Giving Tuesday began in 2012 and has spread to more than 300 community campaigns nationwide and to more than 80 countries, according to the group’s website.

The site said that in 2020 in the United States alone, the bidding Tuesday brought in more than $2.47 billion.

There is no central accounting for what was raised on Tuesday in Greater Columbus. The Columbus Foundation does not keep a local count, but it does encourage donors to visit its Giving Store that day, which has more than 1,200 organizations in need.

“We’ve seen for a decade that Giving Tuesday has inspired continued generosity,” said Dan Sharp, the foundation’s vice president for community research and grant management. “It’s great to see donors learn about the needs of organizations close to their hearts, but the public is also able to learn about organizations that may be new to them.”

Among the county Department of Human Services groups that reported their total donations on Tuesday, the number one notable was the $480,000 raised by Project Harmony, a choir founded in 2009 focused on community service. According to Chief Operating Officer, Shelley Lewis, this was the largest sum the choir had raised in a campaign.

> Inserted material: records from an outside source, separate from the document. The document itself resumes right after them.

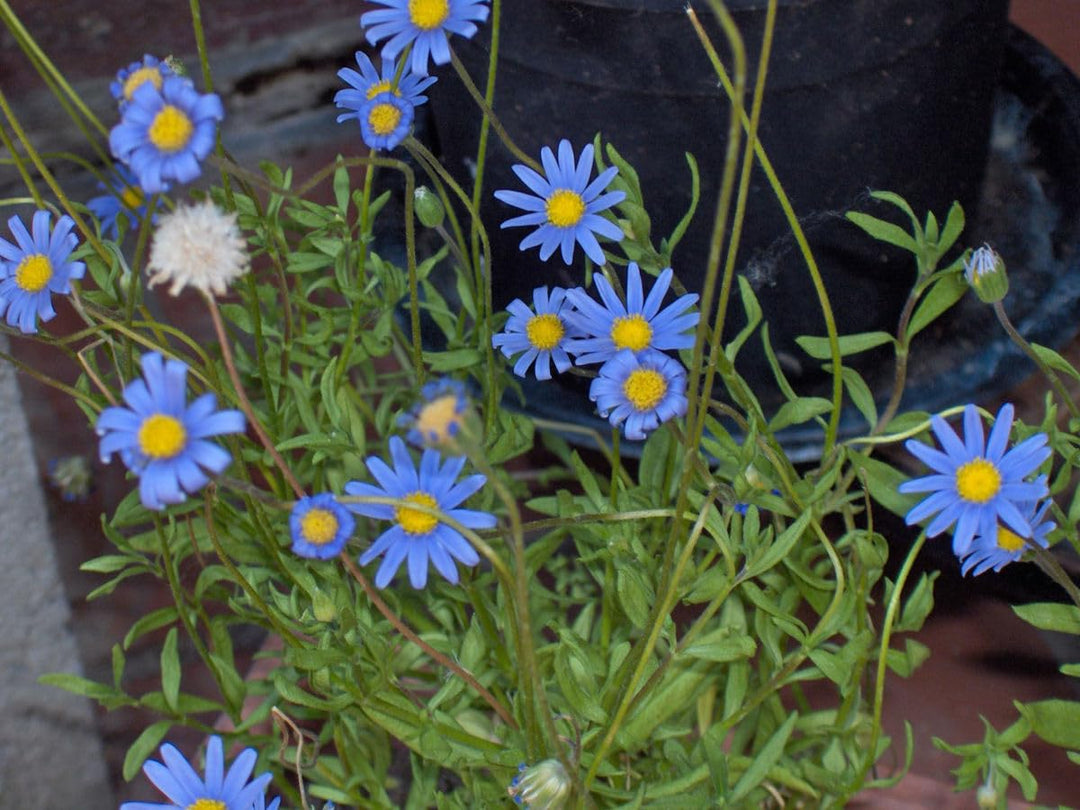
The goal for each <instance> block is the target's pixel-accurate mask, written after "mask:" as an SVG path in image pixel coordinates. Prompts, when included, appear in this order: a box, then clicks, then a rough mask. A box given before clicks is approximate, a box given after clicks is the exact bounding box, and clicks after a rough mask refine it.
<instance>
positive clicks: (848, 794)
mask: <svg viewBox="0 0 1080 810" xmlns="http://www.w3.org/2000/svg"><path fill="white" fill-rule="evenodd" d="M926 542H927V532H926V531H920V532H919V537H918V538H917V539H916V541H915V543H914V544H913V545H912V548H910V549H909V550H908V552H907V556H906V557H905V558H904V564H903V566H901V569H900V573H897V575H896V582H895V584H894V585H893V589H892V595H891V596H890V598H889V605H888V607H887V608H886V611H885V620H883V622H882V625H881V645H880V652H879V653H878V665H877V675H876V677H875V681H874V720H873V725H872V727H870V739H869V741H868V742H867V744H866V759H865V760H864V761H863V765H862V767H861V768H860V769H859V773H858V774H856V775H855V779H854V780H853V781H852V783H851V784H850V785H849V786H848V789H847V793H846V794H845V796H843V799H841V801H840V804H841V805H842V804H843V802H845V801H846V800H847V799H848V798H849V797H850V796H853V795H854V794H856V793H859V791H860V789H862V786H863V783H864V782H865V781H866V774H867V773H869V770H870V768H872V767H873V765H874V761H875V759H876V757H877V744H878V740H879V739H880V738H881V712H882V710H883V706H885V676H886V673H887V672H888V669H889V666H888V659H889V643H890V642H891V640H892V629H893V626H894V625H895V623H896V617H897V615H899V613H900V607H901V597H902V596H903V591H904V585H905V583H906V582H907V578H908V576H910V573H912V568H913V567H914V566H915V558H916V557H917V556H918V555H919V552H920V551H921V550H922V545H923V543H926Z"/></svg>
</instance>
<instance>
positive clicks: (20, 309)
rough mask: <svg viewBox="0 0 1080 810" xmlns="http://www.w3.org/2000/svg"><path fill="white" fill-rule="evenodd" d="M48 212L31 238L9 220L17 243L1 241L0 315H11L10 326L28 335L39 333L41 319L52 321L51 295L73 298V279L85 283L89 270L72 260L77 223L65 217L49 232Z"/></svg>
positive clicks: (16, 225)
mask: <svg viewBox="0 0 1080 810" xmlns="http://www.w3.org/2000/svg"><path fill="white" fill-rule="evenodd" d="M50 217H51V215H50V213H49V212H48V211H36V212H35V213H33V219H32V220H31V222H30V228H31V229H32V231H33V233H32V235H31V234H30V232H29V231H27V230H26V226H25V225H23V220H22V219H19V218H18V216H13V217H12V218H11V219H9V220H8V229H9V230H10V231H11V233H12V235H13V237H14V238H15V242H16V243H17V244H12V243H11V242H9V241H8V240H5V239H2V238H0V315H3V314H4V312H6V321H8V325H9V326H18V328H19V330H21V332H23V333H24V334H30V333H35V332H37V330H38V325H37V322H38V319H39V318H40V319H41V320H42V321H49V320H51V319H52V318H53V316H54V315H55V314H56V311H55V310H54V309H53V302H52V295H53V293H57V294H59V295H68V294H69V293H70V292H71V280H72V279H81V278H82V275H83V273H84V272H85V271H86V266H85V265H84V264H83V262H81V261H70V260H69V257H70V256H71V252H72V251H73V249H75V248H76V246H77V245H78V244H79V239H78V237H76V235H75V234H73V233H72V232H71V230H72V229H73V228H75V222H73V221H72V219H71V217H69V216H67V215H65V216H62V217H60V218H59V219H57V220H56V227H55V228H53V229H52V232H50V229H49V220H50Z"/></svg>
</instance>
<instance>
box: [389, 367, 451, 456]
mask: <svg viewBox="0 0 1080 810" xmlns="http://www.w3.org/2000/svg"><path fill="white" fill-rule="evenodd" d="M468 408H469V397H468V396H465V387H464V383H462V382H459V381H458V380H455V379H450V378H449V377H442V378H440V379H437V380H431V381H430V382H427V383H424V386H423V388H422V389H420V402H419V403H417V404H416V405H415V406H414V407H413V409H411V410H410V411H409V413H408V414H402V415H401V417H399V419H397V423H399V424H400V426H402V427H408V429H409V430H408V433H407V434H406V436H405V437H406V438H407V440H408V441H409V442H411V443H413V444H415V445H417V446H418V447H424V446H432V447H437V446H442V445H445V444H448V443H449V442H451V441H453V440H454V437H455V436H456V435H458V433H460V432H461V427H462V424H463V423H464V419H465V411H467V410H468Z"/></svg>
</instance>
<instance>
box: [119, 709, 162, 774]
mask: <svg viewBox="0 0 1080 810" xmlns="http://www.w3.org/2000/svg"><path fill="white" fill-rule="evenodd" d="M172 727H173V721H172V720H159V721H158V723H154V724H151V725H149V726H147V727H146V728H145V729H143V733H141V734H139V735H138V737H137V738H136V739H135V742H133V743H132V745H131V747H130V748H127V754H126V755H125V756H124V768H123V774H124V779H125V780H126V781H129V782H131V781H132V780H133V779H135V774H136V773H138V771H139V768H141V767H143V762H145V761H146V760H147V759H148V758H149V756H150V755H151V754H152V753H153V750H154V748H157V747H158V746H159V745H160V744H161V741H162V740H164V739H165V734H167V733H168V729H171V728H172Z"/></svg>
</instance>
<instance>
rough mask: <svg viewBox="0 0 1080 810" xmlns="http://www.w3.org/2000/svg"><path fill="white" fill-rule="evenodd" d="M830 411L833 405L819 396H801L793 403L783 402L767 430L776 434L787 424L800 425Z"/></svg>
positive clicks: (770, 420) (826, 400)
mask: <svg viewBox="0 0 1080 810" xmlns="http://www.w3.org/2000/svg"><path fill="white" fill-rule="evenodd" d="M832 409H833V403H832V402H829V401H828V400H825V399H823V397H821V396H802V397H800V399H798V400H795V401H794V402H785V403H784V404H783V405H781V406H780V409H779V410H777V415H775V416H774V417H772V419H771V420H770V421H769V430H770V431H772V432H777V431H779V430H783V429H784V428H786V427H787V426H789V424H801V423H802V422H807V421H810V420H811V419H813V418H814V417H815V416H820V415H821V414H827V413H828V411H829V410H832Z"/></svg>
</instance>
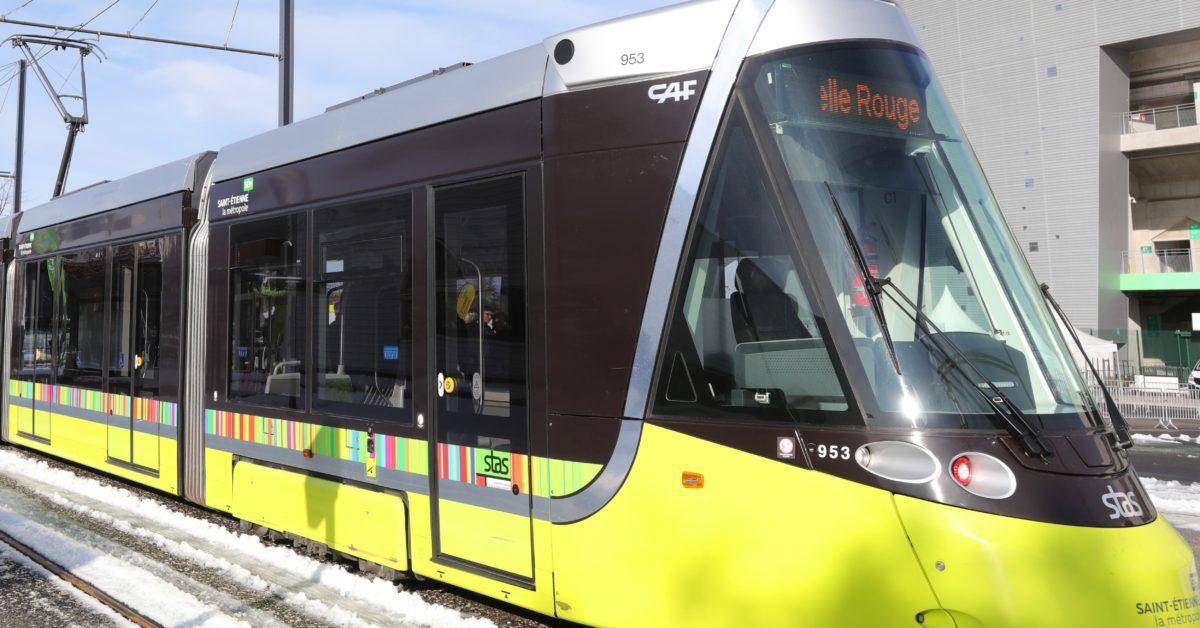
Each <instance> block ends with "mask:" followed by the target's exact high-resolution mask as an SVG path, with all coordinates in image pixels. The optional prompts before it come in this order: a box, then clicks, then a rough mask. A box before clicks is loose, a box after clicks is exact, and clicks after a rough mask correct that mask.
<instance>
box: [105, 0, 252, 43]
mask: <svg viewBox="0 0 1200 628" xmlns="http://www.w3.org/2000/svg"><path fill="white" fill-rule="evenodd" d="M156 6H158V0H154V2H150V8H148V10H146V12H145V13H142V17H139V18H138V20H137V22H134V23H133V25H132V26H130V30H127V31H125V34H126V35H133V29H136V28H138V24H142V20H143V19H145V18H146V16H149V14H150V12H151V11H154V7H156ZM226 43H228V42H226Z"/></svg>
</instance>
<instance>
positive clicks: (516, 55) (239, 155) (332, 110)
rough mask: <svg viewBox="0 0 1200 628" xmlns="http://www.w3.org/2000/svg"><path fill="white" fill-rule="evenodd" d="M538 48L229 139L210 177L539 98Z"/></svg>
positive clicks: (404, 131)
mask: <svg viewBox="0 0 1200 628" xmlns="http://www.w3.org/2000/svg"><path fill="white" fill-rule="evenodd" d="M545 72H546V52H545V50H544V49H542V47H541V46H530V47H528V48H523V49H521V50H517V52H514V53H509V54H505V55H503V56H497V58H496V59H491V60H487V61H484V62H480V64H475V65H472V66H467V67H463V68H461V70H455V71H454V72H446V73H444V74H440V76H437V77H433V78H428V79H426V80H421V82H418V83H413V84H410V85H406V86H403V88H401V89H397V90H394V91H388V92H385V94H380V95H379V96H376V97H372V98H365V100H362V101H361V102H356V103H354V104H349V106H346V107H341V108H337V109H334V110H330V112H326V113H323V114H320V115H316V116H313V118H308V119H306V120H300V121H299V122H295V124H290V125H288V126H282V127H280V128H275V130H271V131H268V132H265V133H262V134H258V136H254V137H252V138H248V139H244V140H241V142H235V143H233V144H229V145H228V146H224V148H222V149H221V152H220V156H218V157H217V161H216V165H214V167H212V180H214V181H226V180H229V179H234V178H238V177H245V175H248V174H254V173H257V172H262V171H265V169H269V168H275V167H278V166H283V165H287V163H294V162H298V161H301V160H306V159H310V157H316V156H318V155H324V154H326V152H334V151H337V150H342V149H346V148H349V146H355V145H359V144H365V143H367V142H371V140H374V139H380V138H384V137H390V136H395V134H398V133H403V132H406V131H414V130H416V128H421V127H425V126H431V125H434V124H438V122H443V121H446V120H452V119H455V118H462V116H464V115H470V114H473V113H479V112H486V110H488V109H496V108H498V107H504V106H506V104H514V103H517V102H522V101H527V100H533V98H536V97H539V96H541V82H542V76H544V74H545Z"/></svg>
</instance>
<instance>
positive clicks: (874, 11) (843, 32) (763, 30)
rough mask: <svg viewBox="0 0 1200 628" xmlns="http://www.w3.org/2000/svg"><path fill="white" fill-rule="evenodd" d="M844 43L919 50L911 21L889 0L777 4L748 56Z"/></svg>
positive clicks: (766, 18)
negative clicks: (838, 42) (890, 46)
mask: <svg viewBox="0 0 1200 628" xmlns="http://www.w3.org/2000/svg"><path fill="white" fill-rule="evenodd" d="M842 40H886V41H895V42H902V43H911V44H912V46H917V47H920V40H918V38H917V32H916V31H913V29H912V23H910V22H908V17H907V16H905V13H904V12H902V11H900V8H899V7H898V6H896V5H894V4H892V2H888V1H886V0H836V1H830V0H775V4H773V5H772V7H770V12H769V13H767V18H766V19H763V22H762V28H760V29H758V35H756V36H755V38H754V43H752V44H750V49H749V50H748V52H746V55H748V56H754V55H757V54H763V53H769V52H772V50H779V49H781V48H791V47H793V46H800V44H804V43H818V42H826V41H842Z"/></svg>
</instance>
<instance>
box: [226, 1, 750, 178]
mask: <svg viewBox="0 0 1200 628" xmlns="http://www.w3.org/2000/svg"><path fill="white" fill-rule="evenodd" d="M736 5H737V0H694V1H691V2H683V4H678V5H672V6H667V7H662V8H656V10H653V11H646V12H642V13H636V14H632V16H626V17H622V18H617V19H612V20H608V22H602V23H598V24H592V25H588V26H583V28H578V29H575V30H570V31H566V32H563V34H559V35H556V36H553V37H547V38H546V40H544V41H542V43H540V44H536V46H530V47H528V48H523V49H520V50H516V52H512V53H509V54H505V55H502V56H497V58H494V59H490V60H487V61H482V62H479V64H474V65H467V66H462V67H457V68H454V70H452V71H445V72H440V73H437V72H436V73H434V74H432V76H427V77H425V78H421V79H415V80H408V82H404V83H401V84H398V85H395V86H392V88H388V89H384V90H377V91H376V92H372V94H370V95H366V96H364V97H361V98H360V100H356V101H352V102H349V103H344V104H338V106H335V107H332V108H330V109H328V110H326V112H325V113H322V114H319V115H316V116H313V118H308V119H305V120H300V121H296V122H294V124H290V125H288V126H283V127H280V128H275V130H271V131H268V132H265V133H262V134H258V136H254V137H251V138H247V139H244V140H240V142H235V143H233V144H229V145H228V146H224V148H222V149H221V151H220V156H218V157H217V160H216V163H215V165H214V167H212V173H214V174H212V180H214V181H224V180H229V179H234V178H238V177H245V175H250V174H254V173H257V172H262V171H266V169H270V168H275V167H278V166H284V165H288V163H294V162H298V161H302V160H306V159H310V157H316V156H318V155H324V154H328V152H334V151H337V150H342V149H346V148H350V146H355V145H359V144H365V143H368V142H372V140H376V139H382V138H385V137H390V136H395V134H400V133H404V132H408V131H414V130H418V128H422V127H426V126H432V125H436V124H439V122H444V121H449V120H454V119H456V118H463V116H467V115H472V114H475V113H481V112H486V110H490V109H497V108H500V107H505V106H509V104H515V103H517V102H522V101H528V100H533V98H538V97H541V96H544V95H552V94H558V92H563V91H570V90H575V89H589V88H594V86H602V85H610V84H614V83H623V82H629V80H636V79H643V78H650V77H654V76H668V74H678V73H683V72H691V71H696V70H706V68H709V67H712V65H713V59H714V58H715V56H716V50H718V48H719V47H720V42H721V36H722V35H724V32H725V29H726V26H727V25H728V20H730V17H731V16H732V13H733V8H734V6H736ZM563 40H571V42H572V43H574V49H575V55H574V58H572V59H571V61H570V62H568V64H565V65H560V64H558V62H556V61H554V48H556V47H557V46H558V43H559V42H560V41H563ZM630 42H637V46H636V48H637V50H640V52H644V55H646V56H644V58H646V60H647V61H646V62H642V64H636V65H632V64H630V65H620V55H622V53H623V52H625V53H628V52H630V50H631V49H632V48H631V47H630V46H629V44H630Z"/></svg>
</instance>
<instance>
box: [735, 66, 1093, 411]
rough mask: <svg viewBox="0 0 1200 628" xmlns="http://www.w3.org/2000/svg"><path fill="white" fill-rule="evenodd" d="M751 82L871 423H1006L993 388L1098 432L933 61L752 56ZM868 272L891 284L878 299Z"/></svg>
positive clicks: (1082, 385)
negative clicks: (792, 195) (832, 294)
mask: <svg viewBox="0 0 1200 628" xmlns="http://www.w3.org/2000/svg"><path fill="white" fill-rule="evenodd" d="M743 80H744V82H745V83H744V85H743V94H745V95H746V100H748V101H749V103H750V108H751V109H757V110H754V112H752V113H751V120H752V121H751V124H756V125H757V126H758V127H760V128H762V130H766V132H764V133H758V137H760V138H762V142H764V143H766V145H763V146H762V148H763V149H766V150H776V149H778V159H776V156H769V160H768V161H775V162H776V163H780V162H781V163H782V169H786V172H787V175H788V178H790V179H791V184H792V187H793V189H794V192H796V199H797V201H798V207H794V208H791V209H790V210H786V211H787V213H790V217H791V219H792V220H791V221H790V222H792V223H793V225H794V226H797V227H796V228H797V229H806V231H808V232H809V233H811V237H812V241H814V243H815V246H816V251H815V253H816V255H814V252H812V251H799V255H800V256H802V257H805V258H808V264H809V265H810V268H811V269H812V276H814V279H815V281H817V282H824V281H828V286H830V287H832V291H830V293H832V294H833V297H834V298H835V300H836V307H838V310H839V311H838V312H826V317H827V319H828V322H829V324H840V323H844V324H845V325H846V328H848V331H850V334H848V335H850V337H851V339H852V341H853V342H854V345H856V349H857V351H854V352H853V353H851V354H850V357H848V359H851V360H858V361H859V363H860V366H862V370H863V372H865V375H866V378H868V379H869V381H870V387H871V389H872V390H874V394H875V396H876V401H877V403H878V407H880V408H881V409H882V411H883V412H882V414H883V415H882V417H876V418H875V423H876V424H878V423H883V424H895V425H902V426H912V425H913V424H917V425H923V426H936V427H965V429H995V427H997V426H998V419H997V417H996V414H995V412H994V408H992V407H991V405H989V401H988V399H989V397H992V399H995V397H996V396H997V395H995V391H996V390H998V391H1000V393H1001V394H1002V396H1003V397H1006V401H1007V402H1012V403H1013V405H1014V406H1015V407H1018V408H1020V411H1021V412H1022V413H1026V414H1027V415H1030V417H1031V418H1032V419H1033V420H1034V421H1036V425H1034V426H1036V427H1044V429H1066V427H1085V426H1091V425H1096V424H1097V421H1098V419H1097V417H1098V414H1097V412H1096V406H1094V401H1093V400H1092V399H1091V396H1090V395H1088V393H1087V388H1086V385H1085V384H1084V382H1082V379H1081V377H1080V375H1079V371H1078V370H1076V367H1075V366H1074V363H1073V359H1072V355H1070V353H1069V351H1068V349H1067V347H1066V345H1064V342H1063V340H1062V336H1061V334H1060V331H1058V330H1057V329H1056V327H1057V319H1056V318H1054V317H1052V315H1051V313H1050V311H1049V309H1048V307H1046V304H1045V303H1044V301H1043V299H1042V295H1040V293H1039V291H1038V289H1037V285H1036V282H1034V280H1033V276H1032V274H1031V273H1030V269H1028V267H1027V264H1026V263H1025V261H1024V259H1022V258H1021V257H1020V252H1019V249H1018V247H1016V244H1015V241H1014V239H1013V237H1012V234H1010V233H1009V232H1008V229H1007V227H1006V225H1004V222H1003V217H1002V215H1001V213H1000V209H998V208H997V205H996V202H995V199H994V197H992V195H991V192H990V190H989V187H988V184H986V181H985V180H984V177H983V173H982V171H980V168H979V166H978V163H977V161H976V159H974V156H973V154H972V151H971V149H970V146H968V145H967V144H966V140H965V139H964V134H962V132H961V130H960V127H959V126H958V124H956V121H955V120H954V116H953V114H952V112H950V107H949V104H948V103H947V101H946V98H944V96H943V94H942V90H941V86H940V85H938V84H937V80H936V79H935V77H934V73H932V68H931V66H930V62H929V60H928V59H926V58H925V56H924V55H922V54H920V53H919V52H917V50H913V49H910V48H904V47H899V46H882V44H881V46H839V47H832V48H822V49H814V50H798V52H797V50H792V52H790V53H784V54H781V55H776V56H772V58H767V59H762V60H756V61H754V62H751V64H750V65H748V68H746V73H745V74H744V78H743ZM755 118H757V120H754V119H755ZM842 216H844V217H845V225H844V223H842V221H841V217H842ZM851 234H852V237H853V239H854V240H856V241H857V244H858V249H859V250H860V252H862V256H860V259H862V262H859V256H857V255H856V253H854V250H853V247H852V246H851V245H850V244H848V243H850V238H851ZM798 249H803V246H799V247H798ZM863 267H865V269H864V268H863ZM864 271H865V273H869V274H870V275H871V276H874V277H876V279H880V280H889V281H890V283H892V286H890V287H888V288H886V291H884V293H883V294H881V295H878V298H877V299H878V303H875V301H872V299H874V298H875V297H872V294H870V293H869V292H868V289H866V288H868V286H864V277H863V275H864ZM822 275H824V276H822ZM901 293H902V294H901ZM905 298H907V299H911V301H912V305H914V306H916V307H917V309H919V310H920V312H922V313H923V315H924V316H923V317H922V316H914V312H913V311H912V310H913V307H912V306H910V305H908V304H907V303H906V301H905ZM827 306H828V303H827ZM880 306H882V315H883V321H880V319H878V318H880V317H878V315H877V313H876V312H877V311H878V310H877V307H880ZM881 323H882V324H881ZM888 336H890V342H888ZM937 336H941V337H937ZM947 340H949V341H953V345H954V346H955V347H958V349H953V348H950V347H949V345H950V343H949V342H946V341H947ZM893 353H894V355H895V360H893V358H892V355H893ZM896 361H898V363H899V371H900V373H898V372H896V367H895V363H896ZM856 370H857V369H856ZM982 391H985V393H988V394H980V393H982Z"/></svg>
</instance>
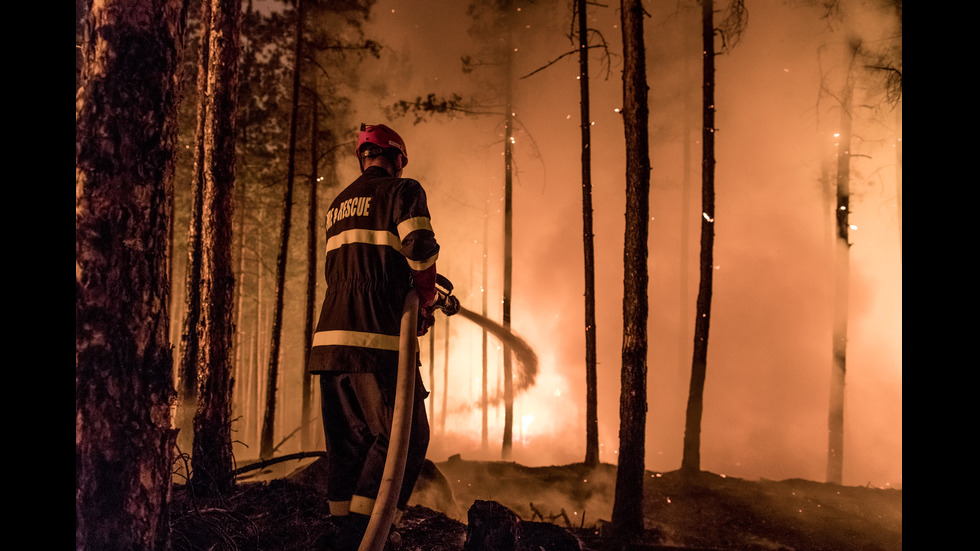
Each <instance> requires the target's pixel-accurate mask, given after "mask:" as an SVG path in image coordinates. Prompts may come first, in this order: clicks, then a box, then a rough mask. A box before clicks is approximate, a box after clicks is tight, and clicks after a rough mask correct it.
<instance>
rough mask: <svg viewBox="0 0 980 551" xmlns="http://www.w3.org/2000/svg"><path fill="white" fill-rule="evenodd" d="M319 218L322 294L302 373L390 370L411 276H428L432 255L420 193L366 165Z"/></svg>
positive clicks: (429, 237)
mask: <svg viewBox="0 0 980 551" xmlns="http://www.w3.org/2000/svg"><path fill="white" fill-rule="evenodd" d="M325 218H326V220H325V224H326V230H327V233H326V267H325V270H324V275H325V278H326V284H327V288H326V292H325V295H324V299H323V306H322V308H321V309H320V319H319V321H318V322H317V326H316V332H315V334H314V335H313V349H312V351H311V353H310V362H309V368H308V369H309V371H310V372H311V373H318V372H323V371H349V372H360V373H365V372H377V371H381V370H396V369H397V365H398V332H399V329H400V322H401V312H402V309H403V306H404V303H405V296H406V295H407V294H408V290H409V289H410V288H412V285H413V281H414V279H413V276H417V275H419V274H420V273H424V274H431V273H433V272H434V269H435V262H436V258H437V257H438V255H439V245H438V243H437V242H436V239H435V234H434V233H433V231H432V224H431V222H430V218H429V209H428V205H427V203H426V197H425V191H424V190H423V189H422V185H421V184H419V182H417V181H415V180H412V179H409V178H395V177H393V176H390V175H389V174H388V173H387V172H386V171H385V170H384V169H382V168H380V167H368V168H367V170H365V171H364V172H363V173H362V174H361V176H360V177H359V178H358V179H357V180H355V181H354V182H353V183H352V184H351V185H349V186H348V187H347V188H346V189H345V190H343V191H342V192H341V193H340V194H339V195H338V196H337V198H336V199H334V202H333V204H332V205H331V206H330V209H329V210H328V211H327V213H326V216H325ZM419 279H421V278H419ZM425 279H433V281H434V278H425ZM420 294H422V290H420Z"/></svg>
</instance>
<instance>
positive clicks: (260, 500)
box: [171, 457, 902, 551]
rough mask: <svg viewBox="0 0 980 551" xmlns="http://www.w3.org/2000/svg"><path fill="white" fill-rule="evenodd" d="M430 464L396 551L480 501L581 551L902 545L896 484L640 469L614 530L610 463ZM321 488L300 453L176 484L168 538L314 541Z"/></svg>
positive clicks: (326, 535) (898, 504) (465, 544)
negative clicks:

Ohio Gudstone didn’t raise $480,000, and that’s okay. May said the partnership with Jeni’s kicks off her “Hope for the Holidays” campaign with the goal of raising $25,000.

“I think we’ll get through that number,” she said. Donors often think, ‘I don’t have a million dollars, what would buying an ice cream cone really do?’ “

“Every dollar is a life changer. There is not a single donation that will not affect lives.”